GM‘s car-sharing operation Maven has hit a couple of big milestones: expansion to five cities in the U.S., more than 5,000 registered members and 4.2 million miles driven.
The car-sharing effort, which provides customers with access to new vehicles on-demand based on an hourly fee, has enabled General Motors to build an entire end-to-end service in just seven months.
GM jumped into the ride-hailing market in January with the acquisition of Sidecar.
The acquisition came shortly after Sidecar shuttered its app-based ridesharing and delivery service in December last year.

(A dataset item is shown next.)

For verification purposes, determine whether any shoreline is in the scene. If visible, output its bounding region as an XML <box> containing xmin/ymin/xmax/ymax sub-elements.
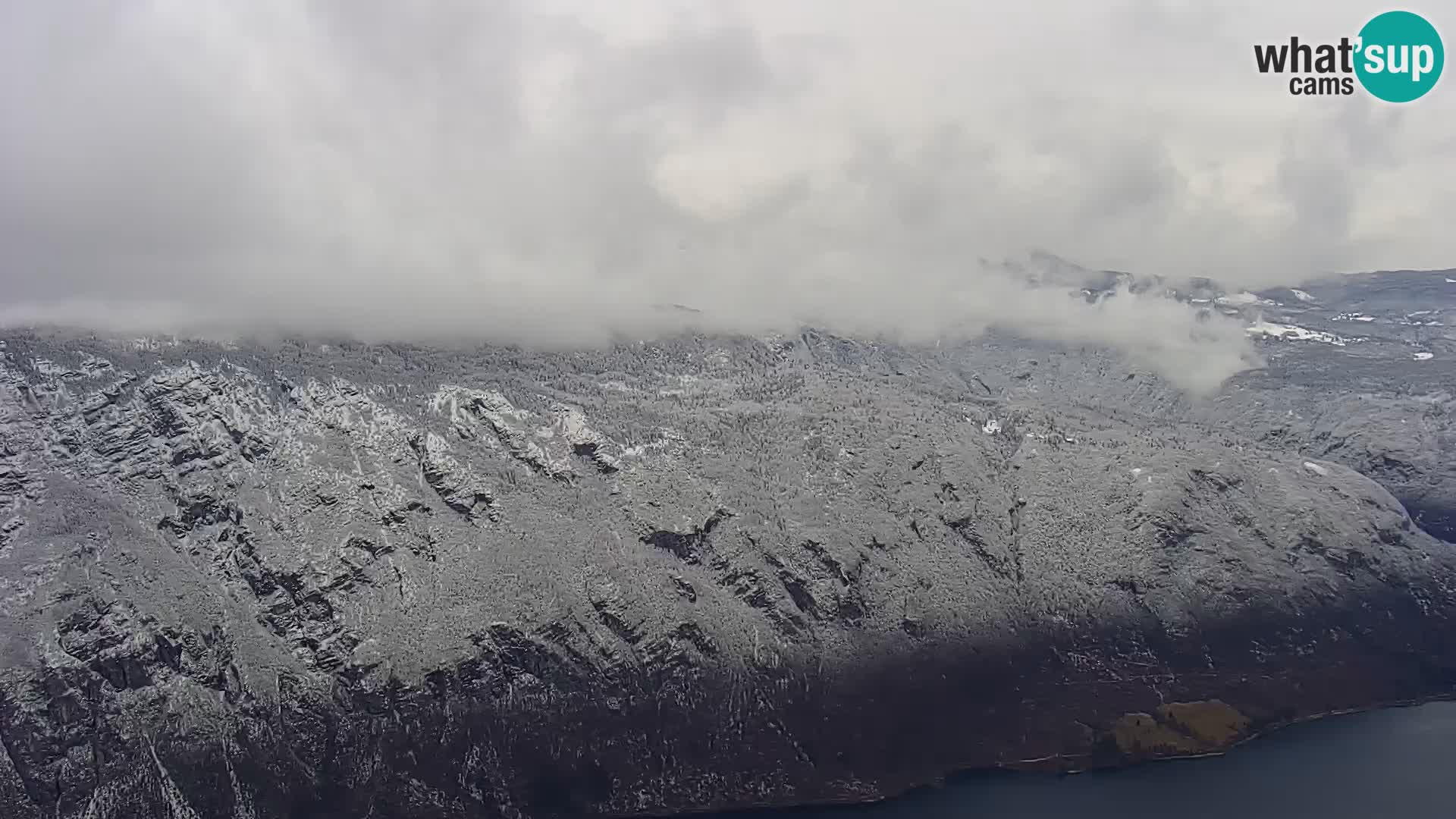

“This is the end of the road for the Sidecar ride and delivery service, but it’s by no means the end of the journey for the company,” Sidecar CEO and Cofounder Sunil Paul said in a Medium post in December. “We are the innovation leader in ridesharing, despite a significant capital disadvantage, continually rolling out new products that set the bar for others to follow.”
Sources told Bloomberg that GM wrote a check valued at under $39 million, the total that Sidecar had raised from investors. With the completion of the acquisition, GM absorbed Sidecar’s technology, a portion of its employees and other assets.
GM plugged the Sidecar team into developing its driverless ridesharing car service, which it is developing in collaboration with Lyft — a project in which it recently invested $500 million.
Maven Chief Operating Officer Dan Grossman, who spent six years at Zipcar, told TechCrunch that what initially attracted him to the opportunity at GM was the automaker’s determination to create a full-service car-sharing effort.
“I left our initial meetings really thinking that they were serious, that they wanted to start a brand from the ground up versus acquiring an existing brand,” Grossman explained. “And they wanted to bring all this great innovation, both on the technology side and on the vehicle side, that they thought would make a difference, not just in the U.S. but globally.”